I need to hold it together, keep up the bravado, not show him that I’m afraid because he will have already won. But now, I’m not only afraid for me, I’m afraid for Mel and Lucian and the rest of my family.
His eyes grow cold suddenly, and I shudder as if the sun just went behind a cloud. “What’s the matter?” he asks, mimicking my earlier question. “Run out of steam so quickly? I must say, I had higher hopes for you.”
I push my chair backwards, breakfast and coffee threatening to come back up. “I’m done here.”
“Sit down.” His voice slices through the air in the room, laced with something toxic instead of the honey I imagined before.
I turn around to face the witch who is already marching towards me. “I want to go back to my room.” I see it in her eyes, the rising mountain of a man behind me as he stands up and towers over me.
I turn around slowly, clenching my fists, and willing myself to stay strong. I’ve already rattled him; now, all I have to do is keep up the momentum, and he’ll be begging my dad to take me back.

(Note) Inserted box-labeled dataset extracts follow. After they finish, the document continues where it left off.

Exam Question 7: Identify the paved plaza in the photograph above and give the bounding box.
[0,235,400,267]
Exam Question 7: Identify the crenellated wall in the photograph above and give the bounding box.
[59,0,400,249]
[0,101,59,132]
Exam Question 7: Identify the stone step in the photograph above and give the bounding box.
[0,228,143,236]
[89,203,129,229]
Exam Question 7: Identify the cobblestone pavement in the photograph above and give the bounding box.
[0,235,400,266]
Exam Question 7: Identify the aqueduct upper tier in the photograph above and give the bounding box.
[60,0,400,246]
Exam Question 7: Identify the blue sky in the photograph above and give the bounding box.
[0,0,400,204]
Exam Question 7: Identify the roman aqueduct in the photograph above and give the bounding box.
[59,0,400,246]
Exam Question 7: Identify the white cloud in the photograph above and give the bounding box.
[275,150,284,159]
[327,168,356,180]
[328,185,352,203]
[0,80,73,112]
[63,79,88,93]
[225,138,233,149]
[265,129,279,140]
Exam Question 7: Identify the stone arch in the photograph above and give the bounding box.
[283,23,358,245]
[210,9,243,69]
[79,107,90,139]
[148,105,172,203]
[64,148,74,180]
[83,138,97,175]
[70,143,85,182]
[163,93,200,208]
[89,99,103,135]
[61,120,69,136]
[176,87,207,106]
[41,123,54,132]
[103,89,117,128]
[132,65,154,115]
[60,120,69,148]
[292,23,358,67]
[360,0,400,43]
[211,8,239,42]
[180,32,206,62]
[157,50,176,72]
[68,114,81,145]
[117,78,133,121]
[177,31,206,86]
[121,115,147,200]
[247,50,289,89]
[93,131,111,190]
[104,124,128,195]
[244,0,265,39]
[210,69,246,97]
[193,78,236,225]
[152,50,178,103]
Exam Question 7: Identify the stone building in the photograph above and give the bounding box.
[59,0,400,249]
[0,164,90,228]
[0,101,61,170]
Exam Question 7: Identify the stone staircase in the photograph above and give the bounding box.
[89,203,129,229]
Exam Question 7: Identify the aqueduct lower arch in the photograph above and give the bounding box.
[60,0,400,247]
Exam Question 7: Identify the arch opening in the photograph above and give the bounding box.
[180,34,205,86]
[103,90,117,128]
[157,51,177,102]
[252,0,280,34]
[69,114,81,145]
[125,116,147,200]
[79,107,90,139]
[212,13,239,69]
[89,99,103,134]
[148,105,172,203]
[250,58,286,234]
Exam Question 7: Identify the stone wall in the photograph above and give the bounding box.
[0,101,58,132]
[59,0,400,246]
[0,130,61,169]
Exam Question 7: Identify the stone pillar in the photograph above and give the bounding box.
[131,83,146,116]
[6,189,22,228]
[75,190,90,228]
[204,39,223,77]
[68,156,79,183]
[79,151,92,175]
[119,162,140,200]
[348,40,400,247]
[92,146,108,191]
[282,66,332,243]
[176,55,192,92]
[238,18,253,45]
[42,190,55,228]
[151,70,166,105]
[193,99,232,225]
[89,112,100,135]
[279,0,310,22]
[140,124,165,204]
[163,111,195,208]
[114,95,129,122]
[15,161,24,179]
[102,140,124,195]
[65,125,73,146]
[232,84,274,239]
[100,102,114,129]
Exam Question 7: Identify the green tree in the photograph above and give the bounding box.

“I said sit down.” His top lip curls into a snarl worthy of a Rottweiler, and my insides turn to mush that has nothing to do with fear, and everything to do with his narrowed eyes locked onto mine.
I straighten myself to my full five feet and four inches and tilt my head towards the ceiling to peer up at him. “And I said that I’m done here.”
A tic appears in his temple. “You are done when I say you are done.”
“You don’t get to tell me what to do. You have no idea what my family is capable of.”
His mouth twists into a sinister smile and he laughs out loud. I don’t hear anyone else laughing. “I have every idea what your family is capable of, but they will have to find you first.”
“They will.” I stand on tiptoes and still barely reach his shoulders. “They will find you, and they will make you pay for this.”
And yep, I’m so forceful that he turns around, walks back to his seat, and ladles a heap of scrambled eggs onto his plate.